Hasil "Konferensi Nasional Pembaruan Agraria untuk Perlindungan dan Pemenuhan Hak-hak Asasi Petani" (Komnas HAM, dkk, 17-20 April 2001) di Cibubur Jakarta telah merinci peta situasi dan kondisi serta argumen-argumen pokok sebagai dasar pijakan hak asasi petani.
Mukadimah Deklarasi Cibubur menyatakan: "... sesuai dengan Kovenan Internasional tentang Hak-hak Ekonomi, Sosial dan Budaya, Negara wajib mengakui hak-hak petani untuk mencapai taraf penghidupan yang layak bagi diri dan keluarganya, dan hak untuk bebas dari kelaparan, melalui tindakan pembaruan agraria".

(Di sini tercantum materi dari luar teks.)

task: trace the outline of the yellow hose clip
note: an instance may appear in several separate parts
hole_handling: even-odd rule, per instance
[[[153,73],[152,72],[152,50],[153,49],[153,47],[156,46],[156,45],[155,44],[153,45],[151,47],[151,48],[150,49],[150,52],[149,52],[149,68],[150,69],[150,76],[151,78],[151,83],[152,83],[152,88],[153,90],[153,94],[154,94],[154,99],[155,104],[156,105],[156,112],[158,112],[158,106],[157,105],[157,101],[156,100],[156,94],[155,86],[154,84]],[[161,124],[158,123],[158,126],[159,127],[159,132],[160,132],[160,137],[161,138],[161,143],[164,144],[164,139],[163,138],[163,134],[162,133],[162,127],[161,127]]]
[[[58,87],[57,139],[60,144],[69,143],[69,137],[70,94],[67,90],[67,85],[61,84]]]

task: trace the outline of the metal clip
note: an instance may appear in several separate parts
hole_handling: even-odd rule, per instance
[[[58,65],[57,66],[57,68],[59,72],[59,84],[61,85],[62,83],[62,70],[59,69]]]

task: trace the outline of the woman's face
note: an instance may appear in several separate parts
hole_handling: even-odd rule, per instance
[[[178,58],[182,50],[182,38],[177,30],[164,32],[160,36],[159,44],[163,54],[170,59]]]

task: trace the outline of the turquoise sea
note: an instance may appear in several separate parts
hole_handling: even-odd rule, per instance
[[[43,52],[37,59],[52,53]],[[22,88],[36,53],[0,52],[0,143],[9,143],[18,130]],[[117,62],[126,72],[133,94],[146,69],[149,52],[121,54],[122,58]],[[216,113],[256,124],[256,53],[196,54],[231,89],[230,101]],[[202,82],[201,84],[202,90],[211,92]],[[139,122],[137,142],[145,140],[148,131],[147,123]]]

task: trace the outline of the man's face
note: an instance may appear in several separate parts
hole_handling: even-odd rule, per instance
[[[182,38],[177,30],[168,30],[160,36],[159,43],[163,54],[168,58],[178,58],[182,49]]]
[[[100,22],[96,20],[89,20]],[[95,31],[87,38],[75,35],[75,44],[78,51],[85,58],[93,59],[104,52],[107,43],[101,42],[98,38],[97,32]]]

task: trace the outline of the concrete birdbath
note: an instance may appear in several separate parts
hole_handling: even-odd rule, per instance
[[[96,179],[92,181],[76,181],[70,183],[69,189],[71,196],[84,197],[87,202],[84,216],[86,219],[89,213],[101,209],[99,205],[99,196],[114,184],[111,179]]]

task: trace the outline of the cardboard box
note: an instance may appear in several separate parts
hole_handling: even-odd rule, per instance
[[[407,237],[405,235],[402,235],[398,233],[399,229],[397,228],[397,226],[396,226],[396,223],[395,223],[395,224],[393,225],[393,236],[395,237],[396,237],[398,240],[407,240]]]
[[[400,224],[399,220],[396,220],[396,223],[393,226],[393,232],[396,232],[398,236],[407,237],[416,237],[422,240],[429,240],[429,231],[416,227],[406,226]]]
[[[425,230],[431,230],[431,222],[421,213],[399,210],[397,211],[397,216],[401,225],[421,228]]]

Deklarasi hak asasi petani mencakup 8 bagian dan 67 tujuh butir, meliputi; hak-hak petani atas hidup dan atas penguasaan dan pemakaian sumber daya alam dan kemampuan pribadinya; hak petani atas produksi dan konsumsi, serta pemasaran produk, pengadaan asupan, dan jaminan mutu akan produknya. Diuraikan pula hak petani untuk berorganisasi, dan melanjutkan keturunannya serta makhluk hidup lainnya yang menjamin kelangsungan hidupnya, dan hak atas pengungkapan.
Selain pemerintah dan legislatif, M Ridha Saleh (aktivis lingkungan dan agraria) dkk yang baru terpilih sebagai anggota Komnas HAM (2007-2012) sewajarnya menaruh perhatian serius terhadap hak asasi petani sebagai bagian dari pelaksanaan reforma agraria sejati. Semakin terlindungi dan terpenuhi hak petani, makin maju penegakan HAM di Indonesia.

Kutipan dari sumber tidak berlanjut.